Olha para o espelho, ele conhece-te melhor que tu próprio e sabe quais as arestas a limar. Revira os olhos, saliva, sorri, grita, cospe. Ele persegue-te e por mais embaciado que esteja consegue definir os contornos do ser que tu não entendes. Deslocas-te com velocidade, olhas para trás desconfiado, respiras ofegante e sabes que a próxima saída vai estar fechada com os teus medos. Mudas de caminho e corres até sentires os músculos pedirem perdão por não acompanharem a raiva da tua mede. Quando cais sem conheceres o local em teu redor pensas que a fraqueza avistada no espelho foi mais forte e que te corroeu por completo.
Com a pele das mãos arranhada e o olhar turvo pela queda, sentes o odor frio da terra e associas a falta de vida ao teu Eu. Sentes que não poderás avançar mais e que a folha verde que vês ao longe não te pertence.

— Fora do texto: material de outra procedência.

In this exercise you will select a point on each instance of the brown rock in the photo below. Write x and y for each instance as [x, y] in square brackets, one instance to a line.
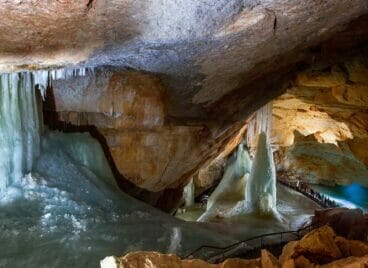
[321, 79]
[289, 264]
[289, 252]
[240, 263]
[351, 262]
[351, 247]
[268, 260]
[319, 245]
[339, 218]
[303, 262]
[128, 111]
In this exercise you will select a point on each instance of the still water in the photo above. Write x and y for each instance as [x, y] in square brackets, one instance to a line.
[352, 196]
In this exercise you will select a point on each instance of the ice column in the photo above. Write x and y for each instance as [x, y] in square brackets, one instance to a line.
[261, 186]
[233, 181]
[261, 122]
[19, 127]
[188, 194]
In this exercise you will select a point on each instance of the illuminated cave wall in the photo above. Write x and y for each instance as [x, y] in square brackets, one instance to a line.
[320, 125]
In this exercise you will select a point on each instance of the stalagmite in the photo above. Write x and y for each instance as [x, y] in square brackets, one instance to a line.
[19, 127]
[233, 181]
[261, 186]
[188, 194]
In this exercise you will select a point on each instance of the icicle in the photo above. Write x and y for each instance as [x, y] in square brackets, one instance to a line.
[231, 187]
[188, 194]
[19, 127]
[42, 78]
[261, 187]
[261, 122]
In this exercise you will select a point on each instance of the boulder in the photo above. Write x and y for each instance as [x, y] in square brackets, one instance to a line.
[289, 252]
[339, 218]
[319, 245]
[268, 260]
[351, 262]
[351, 247]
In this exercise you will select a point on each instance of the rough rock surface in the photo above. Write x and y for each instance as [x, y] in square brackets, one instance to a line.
[339, 218]
[351, 262]
[321, 124]
[155, 260]
[319, 248]
[126, 111]
[322, 246]
[212, 59]
[201, 49]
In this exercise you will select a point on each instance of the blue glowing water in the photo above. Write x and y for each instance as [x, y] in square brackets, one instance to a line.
[353, 195]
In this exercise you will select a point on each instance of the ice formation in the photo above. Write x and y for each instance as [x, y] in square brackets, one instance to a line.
[233, 182]
[260, 193]
[61, 205]
[19, 128]
[189, 192]
[261, 122]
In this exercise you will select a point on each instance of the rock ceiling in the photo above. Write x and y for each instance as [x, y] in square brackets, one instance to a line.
[202, 50]
[193, 71]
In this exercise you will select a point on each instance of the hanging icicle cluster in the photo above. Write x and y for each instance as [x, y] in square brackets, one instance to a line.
[21, 120]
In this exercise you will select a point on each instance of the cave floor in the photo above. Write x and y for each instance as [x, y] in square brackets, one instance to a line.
[294, 208]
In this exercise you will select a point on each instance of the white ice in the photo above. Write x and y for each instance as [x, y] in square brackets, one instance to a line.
[66, 210]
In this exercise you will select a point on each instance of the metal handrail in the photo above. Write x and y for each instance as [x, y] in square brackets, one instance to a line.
[225, 249]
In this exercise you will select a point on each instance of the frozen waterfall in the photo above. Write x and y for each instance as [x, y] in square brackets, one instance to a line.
[233, 182]
[261, 122]
[59, 204]
[261, 187]
[19, 127]
[20, 120]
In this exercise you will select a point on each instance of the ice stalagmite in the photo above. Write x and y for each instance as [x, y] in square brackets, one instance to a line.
[261, 186]
[233, 181]
[189, 194]
[19, 127]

Passam por ti, pisam-te os dedos das mãos feridas e por retaliação sofres em silêncio, engolindo o gemido da dor. Tentas rastejar, mas sentes-te preso pelas raízes da terra que teimam em puxar-te para baixo e a sufocar-te. Deixas de acreditar que vai ser possível, sentes o atrofio das veias e o teu sangue gela pelo arrepio da solidão. Como última prova de desespero deixas escapar a lágrima mais humilhante que te percorre o rosto como uma faca aguçada, cheia de mágoa e pronta a perfurar-te. Respiras lentamente. respiras… respiras… lentamente…

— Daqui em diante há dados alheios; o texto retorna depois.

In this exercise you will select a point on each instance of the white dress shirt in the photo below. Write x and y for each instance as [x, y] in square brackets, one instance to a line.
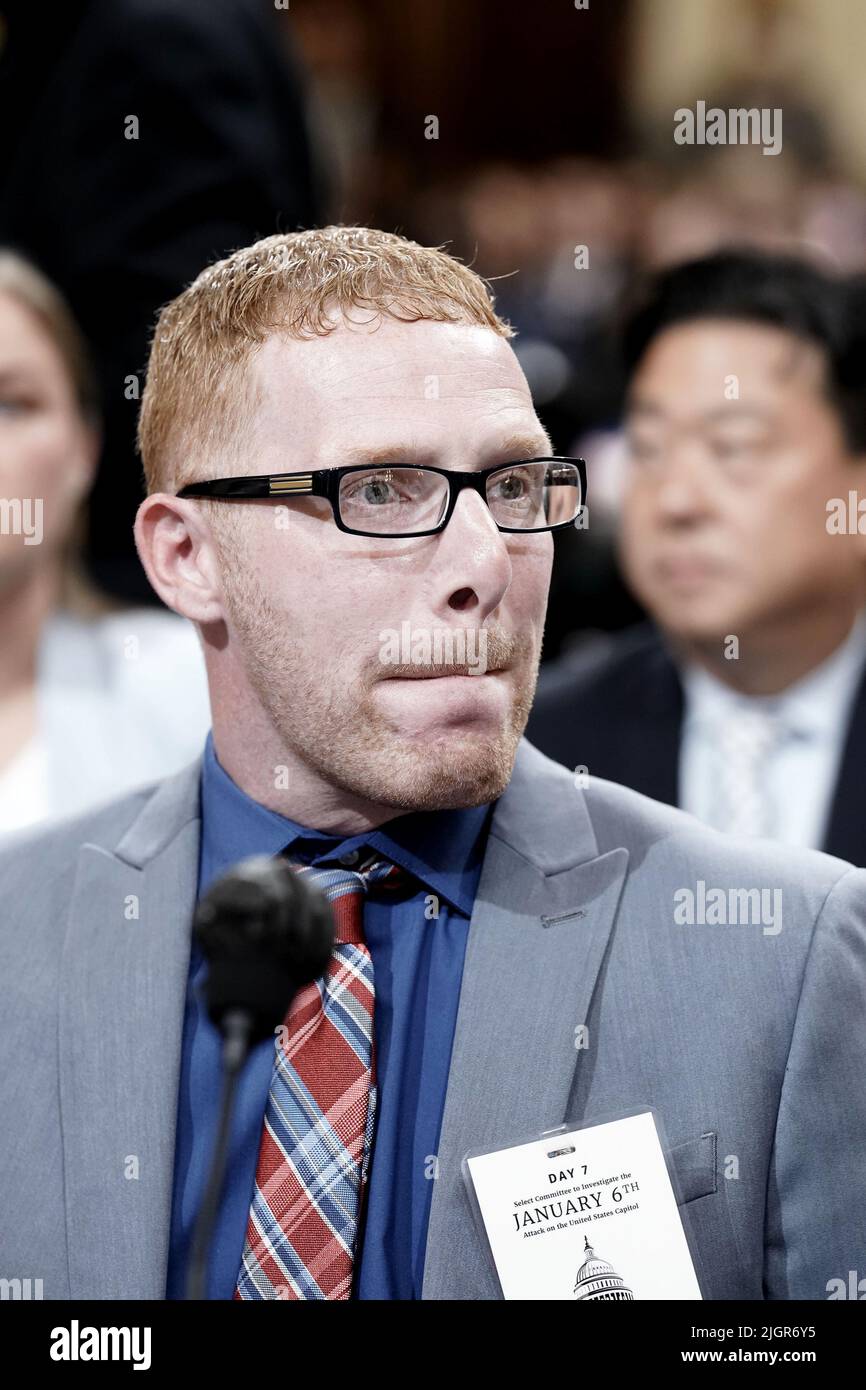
[798, 770]
[120, 701]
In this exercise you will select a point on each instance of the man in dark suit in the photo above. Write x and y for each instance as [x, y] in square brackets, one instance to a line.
[744, 701]
[142, 141]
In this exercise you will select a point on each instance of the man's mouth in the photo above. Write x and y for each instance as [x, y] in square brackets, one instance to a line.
[433, 673]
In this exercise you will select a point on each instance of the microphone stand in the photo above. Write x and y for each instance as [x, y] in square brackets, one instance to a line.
[237, 1029]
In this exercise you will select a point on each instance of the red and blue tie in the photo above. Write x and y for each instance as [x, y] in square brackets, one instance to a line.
[320, 1116]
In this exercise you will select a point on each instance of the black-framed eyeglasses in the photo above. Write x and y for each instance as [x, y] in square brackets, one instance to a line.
[402, 499]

A lágrima toca na terra que há segundos te quis desfazer e faz-te abrir os olhos. Recuperas a visão e, apesar da proximidade com o vulto verde, consegues decifrar o desenho da folha verde que toca o teu rosto e que viste ao longe quando caíste. Sentes o músculo da boca a querer despertar e levantas a cabeça em direcção ao sol, sentindo em simultâneo o rasgar do sorriso. Entendes que nem tudo depende de ti e que a Força maior vem quando mais precisas. Num impulso animal, levantas-te do chão, olhas em frente, limpas o sangue das mãos feridas e respiras o céu com tanta força que te tornas na Liberdade. Com a folha verde bem apertada na tua mão corres com um destino planeado. Chegas até ao espelho, beijas a folha para te apropriares da energia da natureza e pensas em voz baixa para ti “vais ser feliz”. Agora ris em voz alta e partes o espelho em centenas de fragmentos. Juntas agora os pedaços que desejas e constróis a tua vida, a tua realidade, o teu Eu. A felicidade é tua.